After much teeth-gnashing from the developer community, Apple has finally dropped its draconian and restrictive non-disclosure agreement (NDA) on the iPhone software development kit (SDK). In the seven months since the SDK showed up, Apple has taken much heat from developers and iPhone users alike over its lack of platfrom openness. The platform still isn't open, but it is a step in the right direction for Apple to eliminate this NDA. Here's what this means for the open source phones that will be competing with the iPhone.

Our sister blog theAppleBlog cites the key statements that Apple has made about its decision to drop the NDA:

"We put the NDA in place because the iPhone OS includes many Apple inventions and innovations that we would like to protect, so that others don’t steal our work. It has happened before. While we have filed for hundreds of patents on iPhone technology, the NDA added yet another level of protection. We put it in place as one more way to help protect the iPhone from being ripped off by others. However, the NDA has created too much of a burden on developers, authors and others interested in helping further the iPhone’s success, so we are dropping it for released software."

Developers will get a new SDK agreement without an NDA covering released software within a week or so, according to Apple.
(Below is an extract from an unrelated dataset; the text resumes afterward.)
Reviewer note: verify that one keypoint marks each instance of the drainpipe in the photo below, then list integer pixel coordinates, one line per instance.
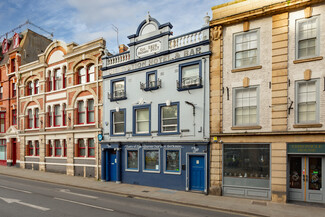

Unreleased software and features will also remain under NDA until they are released.

In the coming war between Linux phones based on LiMo's platform,  Android phones such as the T-Mobile G1, and the iPhone, the key to victory is going to be to snag the most good developers delivering the best applications. Apple's NDA on its SDK had been restricting many types of development efforts. In fact, just a few days ago a publisher stopped the publication of a book on developing for the iPhone specifically because of the NDA.

While Apple's platform is still far from open, dropping the NDA allows developers to share information freely, and will undoubtedly usher in more applications for the already red-hot iPhone. This is yet another reason that, while I think Android will be a big success (and not just on handsets), it's going to take time for good open source applications that can compete with iPhone applications to show up.

This is yet another reason why Google would be wise to put some serious funding behind Android application development. There is a $100 million fund in place to encourage development for the iPhone, and RIM has a $150 million fund for Blackberry application development.